Alors que Mario Draghi a été écarté du pouvoir le 20 juillet et que des élections anticipées vont se tenir le 25 septembre en Italie, la cheffe de la droite radicale Giorgia Meloni a des chances de devenir la future dirigeante du pays. Avec un discours pas toujours favorable à la France.
Une alliance allant de la gauche radicale à l’extrême-droite en passant par la gauche modérée et le centre, ça ne peut que mal finir. Rien ne va plus en Italie : les élections s’enchaînent et aucune coalition ne semble capable de se maintenir durablement au pouvoir dans un contexte d’inflation, d’explosion de l’immigration, de la délinquance et de liens complexes avec l’Union Européenne.
Meloni pas prête à des compromis à la Salvini avec le Mouvement Cinq Étoiles
Récemment, c’est le centriste et ex-directeur de la BCE Mario Draghi, arrivé au pouvoir en février 2021, longtemps encensé par Emmanuel Macron et l’Union européenne, qui en a fait les frais. Dans sa coalition, on retrouvait tous les partis italiens, à l’exception notable de Fratelli d’Italia dirigé par une certaine Giorgia Meloni. Tout au long de l’année 2022, le chef du Mouvement Cinq Étoiles (populiste de gauche), Giuseppe Conte, a enchaîné les postures sceptiques envers l’action de son gouvernement, avant d’être suivi en juillet par la première force politique du pays, la Ligue du Nord de Matteo Salvini.

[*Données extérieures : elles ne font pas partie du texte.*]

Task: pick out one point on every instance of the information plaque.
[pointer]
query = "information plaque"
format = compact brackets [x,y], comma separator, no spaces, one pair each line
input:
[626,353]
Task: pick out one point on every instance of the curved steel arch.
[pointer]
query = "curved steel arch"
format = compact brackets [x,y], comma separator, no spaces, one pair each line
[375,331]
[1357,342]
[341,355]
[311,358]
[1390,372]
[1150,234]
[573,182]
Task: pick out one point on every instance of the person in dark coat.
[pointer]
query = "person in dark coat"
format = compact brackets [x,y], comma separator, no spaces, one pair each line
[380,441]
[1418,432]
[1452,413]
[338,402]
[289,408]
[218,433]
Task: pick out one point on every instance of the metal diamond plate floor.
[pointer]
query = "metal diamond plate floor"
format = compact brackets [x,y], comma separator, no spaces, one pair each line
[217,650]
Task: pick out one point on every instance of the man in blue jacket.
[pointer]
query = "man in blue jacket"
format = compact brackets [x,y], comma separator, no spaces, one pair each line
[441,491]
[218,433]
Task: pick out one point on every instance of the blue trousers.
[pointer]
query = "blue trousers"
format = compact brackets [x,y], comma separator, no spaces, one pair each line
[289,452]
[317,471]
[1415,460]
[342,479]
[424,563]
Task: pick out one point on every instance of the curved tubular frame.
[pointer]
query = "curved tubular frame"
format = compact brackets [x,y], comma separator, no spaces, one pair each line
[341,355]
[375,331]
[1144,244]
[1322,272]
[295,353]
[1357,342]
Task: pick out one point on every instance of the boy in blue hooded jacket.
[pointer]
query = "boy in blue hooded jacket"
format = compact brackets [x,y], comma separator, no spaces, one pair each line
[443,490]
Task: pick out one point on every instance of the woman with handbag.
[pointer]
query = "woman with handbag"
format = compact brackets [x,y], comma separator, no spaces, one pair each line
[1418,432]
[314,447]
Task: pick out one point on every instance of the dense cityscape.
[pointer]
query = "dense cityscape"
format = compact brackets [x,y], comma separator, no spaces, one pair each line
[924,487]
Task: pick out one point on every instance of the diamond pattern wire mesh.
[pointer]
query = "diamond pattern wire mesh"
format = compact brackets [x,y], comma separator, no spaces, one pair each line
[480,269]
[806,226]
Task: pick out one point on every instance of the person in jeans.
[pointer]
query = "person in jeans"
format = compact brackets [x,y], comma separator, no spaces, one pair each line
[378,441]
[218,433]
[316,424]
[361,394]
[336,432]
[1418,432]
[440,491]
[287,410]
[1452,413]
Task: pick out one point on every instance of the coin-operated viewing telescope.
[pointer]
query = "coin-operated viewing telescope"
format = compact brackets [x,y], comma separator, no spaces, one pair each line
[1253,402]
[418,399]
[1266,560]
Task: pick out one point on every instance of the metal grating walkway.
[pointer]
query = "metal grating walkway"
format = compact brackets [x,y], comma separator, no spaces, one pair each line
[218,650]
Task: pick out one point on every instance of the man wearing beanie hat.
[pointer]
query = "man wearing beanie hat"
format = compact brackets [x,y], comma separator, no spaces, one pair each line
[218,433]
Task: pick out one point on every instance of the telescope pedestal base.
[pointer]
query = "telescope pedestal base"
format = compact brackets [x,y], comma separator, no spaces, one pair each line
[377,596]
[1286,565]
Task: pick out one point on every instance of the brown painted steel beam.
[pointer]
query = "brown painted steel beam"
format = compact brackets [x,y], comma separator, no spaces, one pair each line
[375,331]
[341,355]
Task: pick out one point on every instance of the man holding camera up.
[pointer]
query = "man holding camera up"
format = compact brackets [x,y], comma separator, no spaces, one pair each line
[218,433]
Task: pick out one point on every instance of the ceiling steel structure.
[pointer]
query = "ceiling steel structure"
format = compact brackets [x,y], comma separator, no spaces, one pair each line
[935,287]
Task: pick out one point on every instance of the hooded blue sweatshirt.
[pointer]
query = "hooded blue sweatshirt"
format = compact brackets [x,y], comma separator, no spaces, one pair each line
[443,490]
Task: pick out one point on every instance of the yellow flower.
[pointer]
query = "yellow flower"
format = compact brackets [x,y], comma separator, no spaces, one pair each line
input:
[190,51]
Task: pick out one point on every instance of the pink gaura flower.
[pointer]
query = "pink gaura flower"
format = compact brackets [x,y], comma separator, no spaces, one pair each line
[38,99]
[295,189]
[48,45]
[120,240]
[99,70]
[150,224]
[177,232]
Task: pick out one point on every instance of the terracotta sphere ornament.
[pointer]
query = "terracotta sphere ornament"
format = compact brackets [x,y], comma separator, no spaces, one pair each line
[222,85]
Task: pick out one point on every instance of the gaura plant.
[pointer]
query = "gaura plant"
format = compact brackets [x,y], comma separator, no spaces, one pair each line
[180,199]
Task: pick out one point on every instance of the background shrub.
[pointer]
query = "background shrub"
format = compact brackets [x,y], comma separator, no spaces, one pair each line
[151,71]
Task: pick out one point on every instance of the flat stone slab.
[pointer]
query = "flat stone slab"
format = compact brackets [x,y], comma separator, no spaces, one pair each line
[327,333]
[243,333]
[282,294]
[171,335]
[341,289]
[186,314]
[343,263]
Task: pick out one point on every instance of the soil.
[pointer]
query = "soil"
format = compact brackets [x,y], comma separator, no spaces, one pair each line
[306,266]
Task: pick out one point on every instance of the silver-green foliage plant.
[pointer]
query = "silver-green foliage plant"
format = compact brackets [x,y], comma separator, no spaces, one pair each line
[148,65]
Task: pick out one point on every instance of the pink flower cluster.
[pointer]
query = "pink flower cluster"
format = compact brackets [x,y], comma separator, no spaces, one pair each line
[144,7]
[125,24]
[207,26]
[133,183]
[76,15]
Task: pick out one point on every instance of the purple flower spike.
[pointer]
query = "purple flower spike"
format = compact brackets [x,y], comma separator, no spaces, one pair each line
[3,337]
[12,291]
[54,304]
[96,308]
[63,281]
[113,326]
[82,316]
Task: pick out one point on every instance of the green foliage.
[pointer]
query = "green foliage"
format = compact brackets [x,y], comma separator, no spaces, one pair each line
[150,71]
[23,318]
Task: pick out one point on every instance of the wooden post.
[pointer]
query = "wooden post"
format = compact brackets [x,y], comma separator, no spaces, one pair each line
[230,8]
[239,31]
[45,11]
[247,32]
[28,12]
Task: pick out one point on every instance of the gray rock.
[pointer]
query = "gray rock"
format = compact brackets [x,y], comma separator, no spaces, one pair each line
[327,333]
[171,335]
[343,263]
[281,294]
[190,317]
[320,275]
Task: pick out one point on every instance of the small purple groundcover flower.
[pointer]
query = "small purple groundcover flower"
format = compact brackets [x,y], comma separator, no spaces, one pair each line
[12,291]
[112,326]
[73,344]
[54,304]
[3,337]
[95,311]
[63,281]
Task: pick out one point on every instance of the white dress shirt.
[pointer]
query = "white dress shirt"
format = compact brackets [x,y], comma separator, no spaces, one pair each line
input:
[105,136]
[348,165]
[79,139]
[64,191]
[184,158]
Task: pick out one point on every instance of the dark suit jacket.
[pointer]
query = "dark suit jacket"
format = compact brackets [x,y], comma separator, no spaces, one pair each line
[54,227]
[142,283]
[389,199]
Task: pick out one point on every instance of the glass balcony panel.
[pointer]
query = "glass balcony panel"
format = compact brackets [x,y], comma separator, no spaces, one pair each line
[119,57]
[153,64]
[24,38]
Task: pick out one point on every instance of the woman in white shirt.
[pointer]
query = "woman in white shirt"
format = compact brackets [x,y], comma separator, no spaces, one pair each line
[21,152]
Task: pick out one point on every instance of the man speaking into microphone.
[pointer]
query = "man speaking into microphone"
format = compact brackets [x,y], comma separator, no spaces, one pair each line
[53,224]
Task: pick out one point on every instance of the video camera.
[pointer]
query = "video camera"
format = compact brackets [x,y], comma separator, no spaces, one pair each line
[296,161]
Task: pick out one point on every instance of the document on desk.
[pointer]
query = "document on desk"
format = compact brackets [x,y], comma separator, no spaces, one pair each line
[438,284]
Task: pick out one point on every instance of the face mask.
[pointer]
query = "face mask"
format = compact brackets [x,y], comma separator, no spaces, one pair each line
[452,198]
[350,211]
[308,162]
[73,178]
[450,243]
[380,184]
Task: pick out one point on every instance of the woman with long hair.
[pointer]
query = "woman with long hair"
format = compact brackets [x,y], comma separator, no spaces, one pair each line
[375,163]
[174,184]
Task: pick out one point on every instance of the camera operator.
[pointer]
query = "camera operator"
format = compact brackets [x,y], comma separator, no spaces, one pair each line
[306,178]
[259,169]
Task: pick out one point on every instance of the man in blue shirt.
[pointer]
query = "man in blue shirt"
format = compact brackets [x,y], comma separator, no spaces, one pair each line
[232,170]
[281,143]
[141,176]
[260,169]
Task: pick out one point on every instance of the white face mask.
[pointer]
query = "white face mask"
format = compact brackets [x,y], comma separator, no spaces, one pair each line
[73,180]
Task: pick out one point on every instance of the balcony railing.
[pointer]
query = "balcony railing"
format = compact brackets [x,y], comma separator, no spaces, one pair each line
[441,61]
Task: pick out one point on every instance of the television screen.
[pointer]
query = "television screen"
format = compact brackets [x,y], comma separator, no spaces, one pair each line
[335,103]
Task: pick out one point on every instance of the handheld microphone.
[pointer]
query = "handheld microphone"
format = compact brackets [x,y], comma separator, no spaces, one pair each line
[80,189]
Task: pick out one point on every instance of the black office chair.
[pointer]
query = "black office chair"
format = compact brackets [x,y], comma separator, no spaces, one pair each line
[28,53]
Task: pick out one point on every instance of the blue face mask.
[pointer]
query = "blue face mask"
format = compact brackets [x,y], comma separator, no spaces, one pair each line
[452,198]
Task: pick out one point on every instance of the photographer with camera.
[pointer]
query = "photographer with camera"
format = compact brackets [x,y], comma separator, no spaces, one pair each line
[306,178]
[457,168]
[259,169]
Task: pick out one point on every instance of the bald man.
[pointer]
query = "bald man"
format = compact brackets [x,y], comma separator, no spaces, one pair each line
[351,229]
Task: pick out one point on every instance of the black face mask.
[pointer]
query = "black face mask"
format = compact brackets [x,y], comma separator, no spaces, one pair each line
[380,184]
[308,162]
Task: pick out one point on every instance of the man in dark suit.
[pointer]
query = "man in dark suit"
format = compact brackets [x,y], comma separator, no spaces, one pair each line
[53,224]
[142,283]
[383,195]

A lire aussi : Royaume-Uni: Truss et Sunak, des anciens collègues qui se déchirent
Dans ce panier de crabes, une personne tire donc son épingle du jeu. Elle s’appelle Giorgia Meloni, a 45 ans et se revendique comme étant « une femme, une mère, chrétienne[1] ». Nationaliste alliée de Viktor Orban, favorable à la préférence nationale, c’est une conservatrice assumée, anti-immigration, et eurosceptique « comme Charles de Gaulle ». Malgré une offre politique bien fournie à droite, la députée romaine a su s’imposer dans les cœurs et dans les sondages au point de se placer en tête des intentions de vote : 23,7% selon les dernières estimations. Peut-elle gagner ? En Italie, rien n’est jamais certain. Elle avait affirmé dans un entretien accordé à L’Incorrect en mars 2020 que « gouverner avec le Mouvement Cinq Étoiles, est un choix inconcevable pour Fratelli d’Italia ». Sans la deuxième force politique du pays, Giorgia Meloni aura donc sans doute du mal à emporter les 201 sièges nécessaires pour gouverner, d’autant plus que la Ligue du Nord, son allié naturel, souffre de l’usure du pouvoir (elle est créditée de 15,4%) et que le parti de Silvio Berlusconi n’atteint plus que 7,6%. Convaincre le centre qu’elle fustige depuis si longtemps serait probablement nécessaire, mais rien n’est absurde dans le jeu politique italien.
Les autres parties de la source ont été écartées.